How 4RX protects Investors from Impermanent Loss

4RX.Finance
2 min readAug 1, 2021
4RX & Impermanent Loss

One of the most common ways to earn passive income on cryptocurrency investments is by providing liquidity to a pool or Automated Market Maker (AMM) where the pool pays out accumulated revenue in a platform’s governance token as a reward to investors. While some platforms such as Sushiswap or Balancer offer some returns of 10% APR or higher, there is a downside called impermanent loss.

Impermanent loss occurs when the price of an asset differs from the deposited price. How pools and AMMs work is that each pool has a ratio of how coins are broken up in that respective pool. For example, Balancer offers a 50/50 pool ratio split between Compound token (COMP) wrapped Ethereum (wETH). For simplicity, we will use estimated market prices of $400 for COMP and $2000 for wETH in the example below:

The ratio of COMP to wETH is calculated by dividing $2000 by $400 to get a token ratio of 5 COMP to 1 wETH in this specific pool.

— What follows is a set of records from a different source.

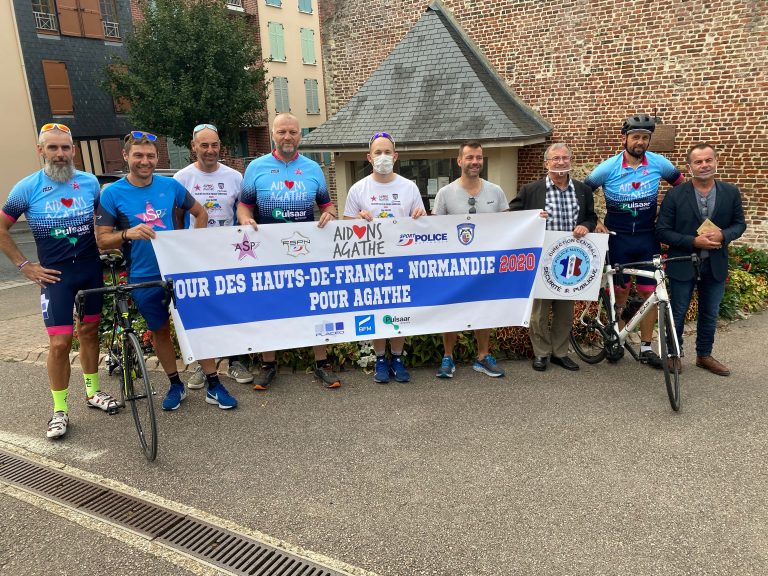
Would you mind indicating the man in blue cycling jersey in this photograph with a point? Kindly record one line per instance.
(59, 203)
(131, 212)
(283, 187)
(630, 182)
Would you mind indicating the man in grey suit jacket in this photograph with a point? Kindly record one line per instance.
(703, 215)
(568, 205)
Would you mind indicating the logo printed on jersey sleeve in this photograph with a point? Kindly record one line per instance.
(151, 217)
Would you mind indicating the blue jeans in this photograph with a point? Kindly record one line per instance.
(710, 294)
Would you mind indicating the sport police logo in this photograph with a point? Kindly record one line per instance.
(466, 233)
(567, 266)
(408, 239)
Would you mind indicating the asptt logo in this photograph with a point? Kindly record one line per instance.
(152, 217)
(245, 248)
(296, 245)
(466, 233)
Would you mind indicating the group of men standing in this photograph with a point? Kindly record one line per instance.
(62, 204)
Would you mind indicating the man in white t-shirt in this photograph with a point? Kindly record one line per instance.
(217, 187)
(385, 194)
(470, 194)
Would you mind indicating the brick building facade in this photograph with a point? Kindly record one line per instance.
(584, 65)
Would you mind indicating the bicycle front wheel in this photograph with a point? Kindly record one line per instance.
(670, 356)
(586, 339)
(138, 393)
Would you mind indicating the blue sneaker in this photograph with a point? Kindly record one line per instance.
(447, 368)
(381, 376)
(397, 369)
(218, 395)
(488, 366)
(176, 393)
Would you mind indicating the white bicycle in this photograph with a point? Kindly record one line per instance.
(596, 335)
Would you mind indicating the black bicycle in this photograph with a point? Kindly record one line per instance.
(126, 354)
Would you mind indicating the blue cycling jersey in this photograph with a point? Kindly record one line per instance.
(124, 206)
(284, 192)
(60, 215)
(631, 193)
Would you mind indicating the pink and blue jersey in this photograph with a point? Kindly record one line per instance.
(284, 192)
(631, 193)
(60, 215)
(124, 206)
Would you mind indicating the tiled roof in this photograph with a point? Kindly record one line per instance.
(434, 88)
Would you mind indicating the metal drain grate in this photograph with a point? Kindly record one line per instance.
(222, 548)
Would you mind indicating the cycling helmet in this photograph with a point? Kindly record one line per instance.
(638, 122)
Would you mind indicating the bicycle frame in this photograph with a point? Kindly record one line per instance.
(660, 294)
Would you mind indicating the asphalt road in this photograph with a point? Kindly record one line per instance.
(546, 474)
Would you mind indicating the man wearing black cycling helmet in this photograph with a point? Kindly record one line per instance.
(630, 182)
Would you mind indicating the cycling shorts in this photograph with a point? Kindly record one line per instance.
(151, 303)
(625, 248)
(57, 300)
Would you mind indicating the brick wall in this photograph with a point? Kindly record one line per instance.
(584, 65)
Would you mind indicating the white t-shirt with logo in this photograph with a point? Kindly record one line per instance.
(216, 191)
(394, 199)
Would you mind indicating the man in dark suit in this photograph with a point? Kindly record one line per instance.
(702, 215)
(568, 205)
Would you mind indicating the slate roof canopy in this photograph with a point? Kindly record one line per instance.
(435, 87)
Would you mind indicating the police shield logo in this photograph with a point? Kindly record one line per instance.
(466, 233)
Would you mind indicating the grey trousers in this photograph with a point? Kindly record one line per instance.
(552, 339)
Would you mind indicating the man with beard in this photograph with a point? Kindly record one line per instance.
(283, 187)
(217, 187)
(630, 182)
(470, 194)
(59, 204)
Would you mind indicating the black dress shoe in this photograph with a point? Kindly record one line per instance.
(565, 362)
(540, 363)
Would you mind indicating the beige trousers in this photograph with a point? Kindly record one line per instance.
(551, 339)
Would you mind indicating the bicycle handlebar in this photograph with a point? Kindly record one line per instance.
(694, 258)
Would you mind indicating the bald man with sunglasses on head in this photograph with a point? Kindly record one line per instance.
(131, 212)
(59, 203)
(217, 187)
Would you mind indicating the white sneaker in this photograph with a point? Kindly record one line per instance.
(197, 380)
(239, 373)
(57, 426)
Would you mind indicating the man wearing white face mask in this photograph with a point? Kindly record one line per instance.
(385, 194)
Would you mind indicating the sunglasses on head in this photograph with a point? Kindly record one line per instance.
(140, 135)
(381, 135)
(55, 126)
(199, 127)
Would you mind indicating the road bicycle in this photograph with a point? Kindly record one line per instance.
(596, 334)
(125, 354)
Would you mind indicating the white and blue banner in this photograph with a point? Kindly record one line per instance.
(240, 290)
(571, 268)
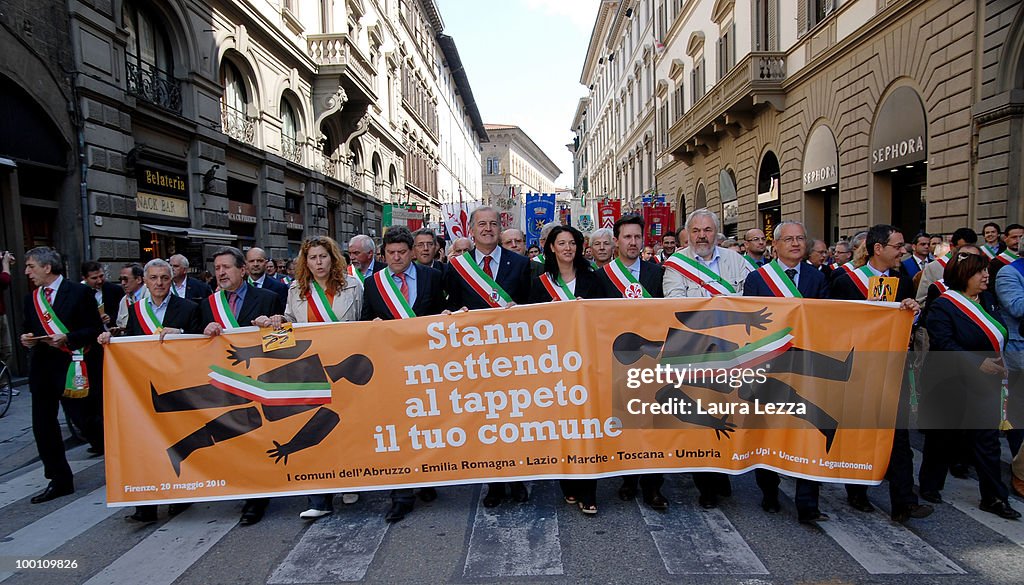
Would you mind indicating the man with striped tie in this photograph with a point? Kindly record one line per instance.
(402, 290)
(704, 269)
(488, 277)
(629, 277)
(885, 247)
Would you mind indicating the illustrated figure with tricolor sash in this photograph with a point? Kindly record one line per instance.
(402, 290)
(302, 384)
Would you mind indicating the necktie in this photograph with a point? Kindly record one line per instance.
(404, 286)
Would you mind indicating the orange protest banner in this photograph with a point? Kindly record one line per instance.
(578, 388)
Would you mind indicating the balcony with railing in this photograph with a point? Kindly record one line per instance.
(153, 85)
(731, 105)
(291, 149)
(238, 125)
(337, 53)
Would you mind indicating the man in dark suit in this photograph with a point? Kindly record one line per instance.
(108, 295)
(182, 285)
(256, 265)
(69, 336)
(247, 303)
(425, 250)
(422, 290)
(510, 274)
(790, 241)
(173, 315)
(361, 252)
(885, 247)
(616, 279)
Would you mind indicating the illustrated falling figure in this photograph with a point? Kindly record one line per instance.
(775, 351)
(296, 387)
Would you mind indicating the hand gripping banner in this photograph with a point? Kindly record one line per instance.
(586, 388)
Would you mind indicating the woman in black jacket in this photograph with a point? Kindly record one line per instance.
(567, 276)
(962, 378)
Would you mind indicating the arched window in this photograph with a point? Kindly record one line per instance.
(150, 60)
(290, 148)
(233, 116)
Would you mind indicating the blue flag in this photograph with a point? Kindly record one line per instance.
(540, 210)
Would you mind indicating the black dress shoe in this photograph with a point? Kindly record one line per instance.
(519, 493)
(812, 517)
(51, 493)
(1000, 508)
(656, 501)
(493, 497)
(175, 509)
(770, 504)
(251, 513)
(144, 514)
(627, 493)
(397, 511)
(428, 494)
(860, 503)
(904, 513)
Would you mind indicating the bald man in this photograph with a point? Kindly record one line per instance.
(514, 240)
(256, 267)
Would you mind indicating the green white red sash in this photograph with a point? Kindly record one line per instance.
(352, 272)
(146, 318)
(623, 279)
(860, 278)
(747, 357)
(321, 303)
(481, 284)
(1007, 257)
(698, 274)
(270, 393)
(395, 301)
(77, 378)
(778, 282)
(222, 309)
(557, 289)
(989, 326)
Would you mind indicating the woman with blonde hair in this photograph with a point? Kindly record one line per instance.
(323, 292)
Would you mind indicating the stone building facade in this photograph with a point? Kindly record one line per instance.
(854, 113)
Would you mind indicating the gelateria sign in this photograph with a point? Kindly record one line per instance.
(162, 193)
(900, 134)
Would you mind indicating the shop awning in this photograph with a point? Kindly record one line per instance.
(189, 233)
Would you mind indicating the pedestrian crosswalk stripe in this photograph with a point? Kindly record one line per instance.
(32, 482)
(164, 555)
(516, 540)
(339, 547)
(694, 541)
(54, 530)
(964, 495)
(880, 545)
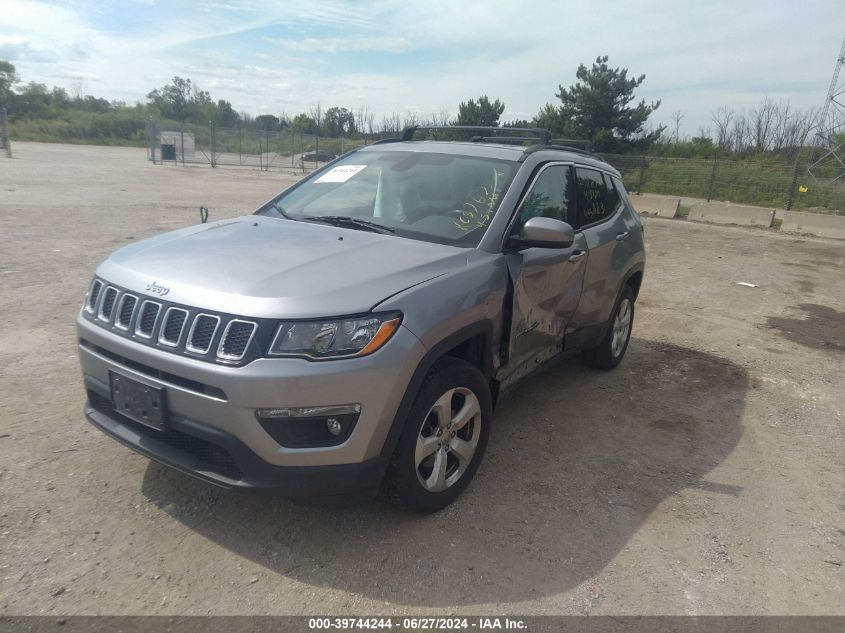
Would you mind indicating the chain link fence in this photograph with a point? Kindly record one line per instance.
(182, 143)
(765, 182)
(5, 140)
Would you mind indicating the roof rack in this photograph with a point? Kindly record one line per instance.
(538, 134)
(542, 137)
(573, 143)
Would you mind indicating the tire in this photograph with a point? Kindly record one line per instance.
(610, 352)
(435, 459)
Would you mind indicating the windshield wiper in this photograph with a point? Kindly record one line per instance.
(350, 222)
(281, 211)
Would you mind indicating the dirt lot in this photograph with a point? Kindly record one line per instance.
(704, 476)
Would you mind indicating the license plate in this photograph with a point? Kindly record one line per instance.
(138, 401)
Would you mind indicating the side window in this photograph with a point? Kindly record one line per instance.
(613, 198)
(593, 197)
(550, 197)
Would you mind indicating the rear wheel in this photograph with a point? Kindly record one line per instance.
(444, 438)
(609, 353)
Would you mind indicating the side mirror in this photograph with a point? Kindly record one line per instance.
(544, 233)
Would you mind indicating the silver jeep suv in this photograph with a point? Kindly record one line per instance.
(354, 333)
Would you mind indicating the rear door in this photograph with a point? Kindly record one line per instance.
(607, 231)
(546, 281)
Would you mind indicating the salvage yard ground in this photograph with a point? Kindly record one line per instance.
(704, 476)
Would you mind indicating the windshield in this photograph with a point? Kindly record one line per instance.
(428, 196)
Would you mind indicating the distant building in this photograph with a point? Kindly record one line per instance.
(175, 145)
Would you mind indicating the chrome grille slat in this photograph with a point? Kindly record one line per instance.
(147, 317)
(125, 310)
(172, 326)
(93, 296)
(202, 332)
(107, 304)
(236, 339)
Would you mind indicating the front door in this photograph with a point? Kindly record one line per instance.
(546, 281)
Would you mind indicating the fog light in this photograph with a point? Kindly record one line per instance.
(334, 426)
(307, 427)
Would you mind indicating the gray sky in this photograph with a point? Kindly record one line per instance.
(428, 56)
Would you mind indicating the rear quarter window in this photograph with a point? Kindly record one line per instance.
(593, 196)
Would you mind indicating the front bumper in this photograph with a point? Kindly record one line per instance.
(212, 431)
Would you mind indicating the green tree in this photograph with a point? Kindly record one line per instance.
(338, 122)
(481, 112)
(303, 124)
(599, 107)
(181, 100)
(8, 78)
(268, 122)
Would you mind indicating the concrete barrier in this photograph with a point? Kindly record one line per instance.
(727, 213)
(655, 204)
(820, 224)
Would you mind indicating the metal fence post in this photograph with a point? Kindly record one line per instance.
(642, 175)
(712, 180)
(791, 197)
(152, 139)
(5, 136)
(211, 134)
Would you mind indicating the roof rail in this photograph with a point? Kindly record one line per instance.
(566, 148)
(573, 142)
(538, 134)
(386, 140)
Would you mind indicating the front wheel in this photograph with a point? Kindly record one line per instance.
(444, 438)
(608, 354)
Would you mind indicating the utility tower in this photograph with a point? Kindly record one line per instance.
(828, 158)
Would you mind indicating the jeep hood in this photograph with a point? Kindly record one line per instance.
(268, 267)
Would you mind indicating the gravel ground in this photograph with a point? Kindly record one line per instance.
(704, 476)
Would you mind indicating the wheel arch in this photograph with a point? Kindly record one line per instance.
(470, 342)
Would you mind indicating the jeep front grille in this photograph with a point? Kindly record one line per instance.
(222, 338)
(236, 339)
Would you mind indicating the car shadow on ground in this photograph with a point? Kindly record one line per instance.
(577, 462)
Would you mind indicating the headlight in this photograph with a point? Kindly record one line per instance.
(334, 338)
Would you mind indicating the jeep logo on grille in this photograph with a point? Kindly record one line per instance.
(157, 289)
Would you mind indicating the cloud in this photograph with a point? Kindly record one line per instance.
(383, 44)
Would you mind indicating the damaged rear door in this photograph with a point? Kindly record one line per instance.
(546, 282)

This token ratio does not stay the same as the price of tokens fluctuate. Let’s say COMP token increases to $1000 per token and wETH increases to $4000. The ratio is calculated by dividing $4000 by $1000 to get a new token ratio of 4 COMP to 1 wETH.

An investor currently has an impermanent loss of 1 COMP. The loss is termed “impermanent” unless the investor decides to pull liquidity which would now mean it is a permanent loss.
The 4RX token protects investors from impermanent losses through its proprietary staking and farming mechanism. In 4RX staking, an investor is providing liquidity to a pool with a near constant ratio so the risk of impermanent loss is extremely low.